Question

A sphere is released on a smooth inclined plane from the top. When it moves down, what happens to its angular momentum?
A. Conserved about every point
B. Conserved about the point of contact only
C. Conserved about the centre of the sphere only
D. Conserved about any point on a line parallel to the inclined plane and passing through the centre of the ball.

Answer 1

Hint: Before we proceed with the problem, it is important to know about torque and angular momentum. Torque is defined as the measure of force that can cause an object to rotate about an axis. Angular momentum is the measure of the rotational momentum of a rotating body or system.

Complete step by step solution:
Consider a sphere that is moving on a smooth inclined plane as shown in the diagram. Since it is a smooth inclined plane, there is no friction that comes into play and the sphere can never roll, rather it will just slip down.

Image: A sphere rolling on an inclined plane

The condition for the angular momentum should be conserved if the net torque should be zero i.e., \[{\tau _{net}} = 0\] means that the angular momentum is constant. Now we will see at which point it is conserved.

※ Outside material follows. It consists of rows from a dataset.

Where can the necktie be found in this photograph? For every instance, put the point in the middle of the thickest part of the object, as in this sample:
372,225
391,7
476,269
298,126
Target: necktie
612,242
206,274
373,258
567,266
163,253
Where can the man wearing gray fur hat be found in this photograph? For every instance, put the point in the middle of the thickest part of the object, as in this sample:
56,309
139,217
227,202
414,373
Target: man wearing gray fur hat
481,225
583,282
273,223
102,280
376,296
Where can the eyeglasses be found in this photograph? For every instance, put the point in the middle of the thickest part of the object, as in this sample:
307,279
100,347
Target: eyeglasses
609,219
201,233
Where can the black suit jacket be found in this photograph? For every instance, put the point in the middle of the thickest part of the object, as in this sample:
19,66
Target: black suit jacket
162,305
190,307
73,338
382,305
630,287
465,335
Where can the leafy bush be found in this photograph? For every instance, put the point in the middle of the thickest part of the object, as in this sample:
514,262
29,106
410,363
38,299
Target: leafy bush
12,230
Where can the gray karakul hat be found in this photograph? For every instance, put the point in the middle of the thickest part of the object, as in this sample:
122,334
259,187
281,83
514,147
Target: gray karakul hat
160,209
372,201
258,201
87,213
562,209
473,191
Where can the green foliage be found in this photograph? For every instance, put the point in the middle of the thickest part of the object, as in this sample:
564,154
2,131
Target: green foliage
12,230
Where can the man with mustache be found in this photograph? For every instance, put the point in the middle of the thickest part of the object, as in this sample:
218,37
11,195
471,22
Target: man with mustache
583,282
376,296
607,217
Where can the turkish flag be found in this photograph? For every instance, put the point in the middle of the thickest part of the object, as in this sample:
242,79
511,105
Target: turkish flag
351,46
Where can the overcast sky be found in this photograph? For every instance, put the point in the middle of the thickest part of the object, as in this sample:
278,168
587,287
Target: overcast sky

All the forces acting on the body are passing through the centre of mass. So, if we find the torque about the centre of mass of the sphere it would be zero i.e., here the \[{\rm{mgsin\theta }}\] is passing through the centre of the sphere, the \[\tau \] due to \[{\rm{mgsin\theta }}\] is zero and if you take any point parallel to the inclined plane which is passing through the centre of mass, here also the torque will be zero and the angular momentum will be conserved. Therefore, the angular momentum remains conserved at about any point on a line parallel to the inclined plane and passes through the centre of the ball

Hence, option D is the correct answer

Note:Option C is also the right answer if the term ‘only’ is excluded because the angular momentum is also conserved about any point on a line parallel to the inclined plane.